Forum participants were delighted to hear of the success of the inaugural Emerging Leaders in Australia-Africa Diplomacy (ELAAD) program, which brought together 36 postgraduate students and junior and mid-career diplomats from 14 countries, and ran from November 2022 to June 2023.

ELAAD is a recent initiative of AAUN led by Curtin University in Western Australia, convened by Dr David Mickler, that enables emerging leaders from Australia and Africa to meet online to network and develop new ideas for how Australia and African countries could tackle common challenges.

A forum dinner featured a keynote lecture and panel discussion on “African Perspectives on the Indo-Pacific”. The dinner was co-hosted by AAUN; the Centre for Australia-Africa Relations, Curtin University; and the Australian Institute of International Affairs WA.

Professor Christopher Isike,Director of the African Centre for the Study of the United States, University of Pretoria, who gave the keynote address, said despite Africa’s geographic, strategic and maritime connections with Indo-Pacific, it remains marginalised and largely excluded from the regional framework and discourses on the Indo-Pacific.

“The question I want to ask is whether Africa really wants to be part of the Indo-Pacific and, if yes, how much is it doing to be part of it?”

Shaping a practical plan

Professor Hearn thanked Professor Frans Swanepoel, Director of International Strategic Partnerships at the University of Pretoria, for stepping in as Interim AAUN Co-Chair, Africa, following Professor Tawana Kupe’s resignation from the position in July 2023.

Professor Swanepoel said the Perth forum followed a successful AAUN Africa Forum held on 22 May at the University of Pretoria, which had explored ways that selected strategic partnerships can address large, complex problems and deliver impact through teamwork.

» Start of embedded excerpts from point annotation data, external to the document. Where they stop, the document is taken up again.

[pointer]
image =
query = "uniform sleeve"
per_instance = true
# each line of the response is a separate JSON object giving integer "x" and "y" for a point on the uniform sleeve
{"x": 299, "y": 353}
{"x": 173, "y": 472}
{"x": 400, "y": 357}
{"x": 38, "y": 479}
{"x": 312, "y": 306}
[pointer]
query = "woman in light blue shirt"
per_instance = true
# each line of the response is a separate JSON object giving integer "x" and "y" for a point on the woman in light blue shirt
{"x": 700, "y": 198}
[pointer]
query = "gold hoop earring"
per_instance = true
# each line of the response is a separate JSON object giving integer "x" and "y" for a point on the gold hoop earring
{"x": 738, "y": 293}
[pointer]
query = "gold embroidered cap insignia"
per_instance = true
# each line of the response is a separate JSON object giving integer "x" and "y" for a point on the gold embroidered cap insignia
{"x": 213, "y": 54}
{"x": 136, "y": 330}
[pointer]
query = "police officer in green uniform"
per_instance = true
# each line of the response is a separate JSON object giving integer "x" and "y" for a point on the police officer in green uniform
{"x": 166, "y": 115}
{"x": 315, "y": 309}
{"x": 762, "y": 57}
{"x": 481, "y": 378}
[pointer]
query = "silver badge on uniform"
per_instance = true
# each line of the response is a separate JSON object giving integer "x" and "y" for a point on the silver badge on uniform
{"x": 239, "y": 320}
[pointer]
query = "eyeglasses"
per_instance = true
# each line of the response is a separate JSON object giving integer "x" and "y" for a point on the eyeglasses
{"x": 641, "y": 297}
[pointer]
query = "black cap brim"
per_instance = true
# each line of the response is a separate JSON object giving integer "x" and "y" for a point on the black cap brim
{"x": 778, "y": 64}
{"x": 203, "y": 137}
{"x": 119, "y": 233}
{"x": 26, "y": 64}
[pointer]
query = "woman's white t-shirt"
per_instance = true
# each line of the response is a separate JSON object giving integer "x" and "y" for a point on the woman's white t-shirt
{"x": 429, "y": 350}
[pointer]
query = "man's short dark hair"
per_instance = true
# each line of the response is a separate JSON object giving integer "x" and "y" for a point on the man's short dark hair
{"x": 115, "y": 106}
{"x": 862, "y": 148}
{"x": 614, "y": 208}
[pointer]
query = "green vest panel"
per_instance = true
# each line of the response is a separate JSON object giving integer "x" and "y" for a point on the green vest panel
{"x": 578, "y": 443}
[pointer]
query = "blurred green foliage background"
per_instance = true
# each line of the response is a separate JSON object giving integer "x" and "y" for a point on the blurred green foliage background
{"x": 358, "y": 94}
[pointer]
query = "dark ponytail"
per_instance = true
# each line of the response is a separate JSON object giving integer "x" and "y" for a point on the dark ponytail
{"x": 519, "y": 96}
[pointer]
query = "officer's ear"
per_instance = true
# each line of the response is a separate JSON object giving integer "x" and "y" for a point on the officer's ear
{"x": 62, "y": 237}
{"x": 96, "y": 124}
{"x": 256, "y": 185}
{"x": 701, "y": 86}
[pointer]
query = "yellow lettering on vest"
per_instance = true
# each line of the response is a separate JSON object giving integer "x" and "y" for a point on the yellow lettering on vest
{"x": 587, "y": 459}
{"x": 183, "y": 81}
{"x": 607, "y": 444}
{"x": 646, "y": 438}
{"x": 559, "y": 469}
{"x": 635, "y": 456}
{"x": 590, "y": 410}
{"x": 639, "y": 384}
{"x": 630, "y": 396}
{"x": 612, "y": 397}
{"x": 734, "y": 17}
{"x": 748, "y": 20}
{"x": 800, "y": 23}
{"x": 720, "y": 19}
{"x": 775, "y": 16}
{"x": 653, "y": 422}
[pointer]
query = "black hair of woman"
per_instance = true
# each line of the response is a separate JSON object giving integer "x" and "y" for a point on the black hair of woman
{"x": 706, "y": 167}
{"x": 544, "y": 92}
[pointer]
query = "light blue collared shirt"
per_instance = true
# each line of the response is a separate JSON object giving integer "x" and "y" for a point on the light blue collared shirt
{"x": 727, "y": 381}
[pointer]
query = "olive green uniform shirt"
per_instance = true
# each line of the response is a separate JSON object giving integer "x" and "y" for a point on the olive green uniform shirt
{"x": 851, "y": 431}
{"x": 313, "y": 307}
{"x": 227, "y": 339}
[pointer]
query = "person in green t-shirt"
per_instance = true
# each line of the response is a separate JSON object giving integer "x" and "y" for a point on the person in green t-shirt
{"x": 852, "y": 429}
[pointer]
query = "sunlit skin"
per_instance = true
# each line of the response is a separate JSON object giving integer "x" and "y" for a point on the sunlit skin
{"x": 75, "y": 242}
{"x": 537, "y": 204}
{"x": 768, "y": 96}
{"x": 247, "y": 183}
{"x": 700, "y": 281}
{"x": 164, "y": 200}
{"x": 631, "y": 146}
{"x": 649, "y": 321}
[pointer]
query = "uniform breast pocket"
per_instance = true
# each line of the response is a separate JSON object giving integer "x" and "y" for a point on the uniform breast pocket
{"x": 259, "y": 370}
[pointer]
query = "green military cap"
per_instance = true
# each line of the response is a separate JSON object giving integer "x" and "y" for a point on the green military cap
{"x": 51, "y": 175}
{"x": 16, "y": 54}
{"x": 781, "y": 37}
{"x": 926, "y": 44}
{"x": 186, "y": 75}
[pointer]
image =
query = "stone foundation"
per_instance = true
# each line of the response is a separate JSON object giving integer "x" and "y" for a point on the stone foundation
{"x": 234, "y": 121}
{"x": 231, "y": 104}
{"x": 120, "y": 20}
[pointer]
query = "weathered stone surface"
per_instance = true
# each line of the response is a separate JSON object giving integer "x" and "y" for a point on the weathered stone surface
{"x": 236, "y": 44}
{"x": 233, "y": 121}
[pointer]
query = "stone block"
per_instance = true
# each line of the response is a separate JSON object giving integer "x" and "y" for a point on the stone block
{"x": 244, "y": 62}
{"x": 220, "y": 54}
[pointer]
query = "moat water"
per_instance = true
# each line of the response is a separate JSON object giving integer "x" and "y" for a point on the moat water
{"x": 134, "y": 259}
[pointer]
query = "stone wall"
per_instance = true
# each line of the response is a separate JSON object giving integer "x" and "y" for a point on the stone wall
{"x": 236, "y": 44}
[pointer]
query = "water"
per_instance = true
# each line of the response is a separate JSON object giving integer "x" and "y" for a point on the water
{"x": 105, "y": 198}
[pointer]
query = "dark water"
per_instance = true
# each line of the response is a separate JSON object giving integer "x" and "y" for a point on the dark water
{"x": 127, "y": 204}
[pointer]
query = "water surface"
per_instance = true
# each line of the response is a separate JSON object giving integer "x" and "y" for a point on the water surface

During the Australian forum’s closing proceedings, Professor Swanepoel said several priorities for the network had emerged over the day for him.

They included:

  • Revitalising AAUN’s Partnership and Research Development Fund (PRDF) –using successful examples of PRDF project to lobby governments and others for additional funding.
  • Serious consideration of an undergraduate level global class / AAUN class.
  • Membership – identifying potential new university members that may have an interest in joining the network.

Professor Hearn said forum outcomes would help shape a practical plan that the Australian Government and others could support and which would build on the innovative research programs AAUN had catalysed in the past, through shared knowledge, equal partnership and impact for development.

He said the board had agreed in principle for the African and Australian steering groups to each propose three PRDF projects with the aim of funding six new projects in 2024. The call for applications would be in March 2024, closing date 30 June, and funding date next year’s AGM (date TBC).

An assessment exercise in 2022 had shown that, while universities who have engaged in AAUN’s PRDF projects put in significant resources – including the small AAUN subscription, staff time and other resources – mostly their investment “feeds back five times as much as is put in”.

Prof Hearn said that, on the world stage, in terms of continuing close relationships between Africa and Australia, “We’ve seen it wax and wane. And we’ve definitely got to build it up again.”